The Apollonian Catch Club showed a notable readiness to vary its musical offering in 1834 by holding meetings ‘at the Half-way house between this city Canterbury and Dover.’ In May, at the last of them, ‘upwards of seventy of the surrounding neighbourhood […] met together upon the occasion.’ Once again, Shoubridge and Dobson are in evidence. They and their fellow Lay Clerks continually appear throughout this period at the civic occasions marked by sumptuous dinners enlivened by the music of these men: inaugurations of councillors and mayors; a dinner ‘In Commemoration of His Majesty’s Declaration to preserve inviolate the Constitution in Church and State’ in September 1834; an ‘Inauguration Dinner’ celebrating the election of a Jurist of Dover, attended by His Grace the Duke of Wellington in October 1834; a Messiah in November; other concerts; other dinners, including the annual Cattle Show Christmas event (see below): then as now, musicians’ lives moved fluidly between an artisan trade by day and as much music-making as could be got by night. The need for the manners of a gentleman—however that might be defined in times of socio-political transformation—and the business acumen of a tradesman must have been the ever-present tension of the time.
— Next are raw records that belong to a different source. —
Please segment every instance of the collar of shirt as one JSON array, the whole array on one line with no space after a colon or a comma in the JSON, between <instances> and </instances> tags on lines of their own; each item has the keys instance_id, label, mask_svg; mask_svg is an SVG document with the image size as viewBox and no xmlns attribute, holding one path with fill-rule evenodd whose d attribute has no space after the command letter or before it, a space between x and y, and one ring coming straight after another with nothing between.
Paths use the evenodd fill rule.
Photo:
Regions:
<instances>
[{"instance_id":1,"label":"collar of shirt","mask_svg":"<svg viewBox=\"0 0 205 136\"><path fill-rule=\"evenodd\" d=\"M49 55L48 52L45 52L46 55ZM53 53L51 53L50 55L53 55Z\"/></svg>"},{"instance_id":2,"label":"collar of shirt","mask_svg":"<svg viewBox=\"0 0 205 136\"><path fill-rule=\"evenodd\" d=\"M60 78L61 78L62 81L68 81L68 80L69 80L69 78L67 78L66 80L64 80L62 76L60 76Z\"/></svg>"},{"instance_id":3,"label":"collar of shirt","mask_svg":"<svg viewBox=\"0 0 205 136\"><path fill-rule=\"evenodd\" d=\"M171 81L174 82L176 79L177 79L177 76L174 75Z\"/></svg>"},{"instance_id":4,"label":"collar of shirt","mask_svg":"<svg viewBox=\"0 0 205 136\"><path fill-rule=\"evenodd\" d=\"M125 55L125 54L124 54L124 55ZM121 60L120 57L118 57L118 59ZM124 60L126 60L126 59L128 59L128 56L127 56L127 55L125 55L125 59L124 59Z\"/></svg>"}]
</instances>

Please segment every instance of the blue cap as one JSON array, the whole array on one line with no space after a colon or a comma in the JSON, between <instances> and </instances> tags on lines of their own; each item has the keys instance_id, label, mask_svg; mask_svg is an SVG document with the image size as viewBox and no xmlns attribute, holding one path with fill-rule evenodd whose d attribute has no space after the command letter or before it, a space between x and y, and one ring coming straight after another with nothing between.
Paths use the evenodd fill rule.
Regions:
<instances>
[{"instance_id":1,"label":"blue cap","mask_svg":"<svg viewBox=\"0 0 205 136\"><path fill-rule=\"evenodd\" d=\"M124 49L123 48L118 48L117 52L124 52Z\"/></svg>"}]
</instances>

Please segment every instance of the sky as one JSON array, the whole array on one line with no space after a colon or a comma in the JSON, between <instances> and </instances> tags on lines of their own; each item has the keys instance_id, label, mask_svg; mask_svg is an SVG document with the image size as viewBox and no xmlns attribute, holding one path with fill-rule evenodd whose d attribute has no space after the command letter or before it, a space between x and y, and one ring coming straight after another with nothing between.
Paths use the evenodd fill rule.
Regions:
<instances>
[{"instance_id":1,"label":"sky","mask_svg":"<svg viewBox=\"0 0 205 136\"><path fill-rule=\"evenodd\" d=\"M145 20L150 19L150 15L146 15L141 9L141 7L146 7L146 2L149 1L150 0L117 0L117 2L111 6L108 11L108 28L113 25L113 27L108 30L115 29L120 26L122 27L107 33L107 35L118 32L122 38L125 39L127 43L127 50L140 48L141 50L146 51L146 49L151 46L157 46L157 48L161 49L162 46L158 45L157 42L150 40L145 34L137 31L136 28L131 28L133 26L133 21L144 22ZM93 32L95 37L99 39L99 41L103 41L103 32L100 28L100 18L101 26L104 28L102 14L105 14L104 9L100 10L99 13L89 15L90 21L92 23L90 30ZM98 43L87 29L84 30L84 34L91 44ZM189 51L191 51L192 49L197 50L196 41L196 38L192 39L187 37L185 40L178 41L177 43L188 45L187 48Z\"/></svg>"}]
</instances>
Some entrepreneurial ability did not go amiss. Although it seems that Shoubridge was the brighter luminary in the Canterbury Harmonic Society, Dobson also performed at its first meeting in May 1834. The brief report gives little detail, but opines enthusiastically about its prospects – as well they might, given its eventual longevity. Unlike the Catch Club, these meetings occurred during the summer months, perhaps with a shrewd eye on the competition.
One of Dobson’s more curious engagements is next seen as he enlivens the later evening revelries of the Brethren of the Druids Lodge in 1838—a claim to fame in itself—with ‘several excellent songs, […] accompanied on the piano.’ Only a week later, on Christmas Day, he and several fellow lay Clerks entertained the guests at the Kent and Canterbury Cattle Show Dinner, which started at 3.30 in the afternoon in the Corn Exchange on St George’s Street. After the National Anthem (‘sung by a party of City vocalists, Messrs. Shoubridge, Dobson, Palmer, &c. in good style’), toasts and speeches are interspersed with Rule Britannia and the glee Mynheer Van Dunk before the 51 ‘Premiums’ (prizes) are awarded. A number of speeches are then reported, practically verbatim, and at some point, presumably, a hearty dinner was eaten, though this is not recorded. Eventually ‘the principal part of the company now retired. Several still kept up the hilarity of the evening, and with the aid of the vocalists, Mr Dobson favouring them with three excellent songs, harmony and good humour prevailed to a late hour.’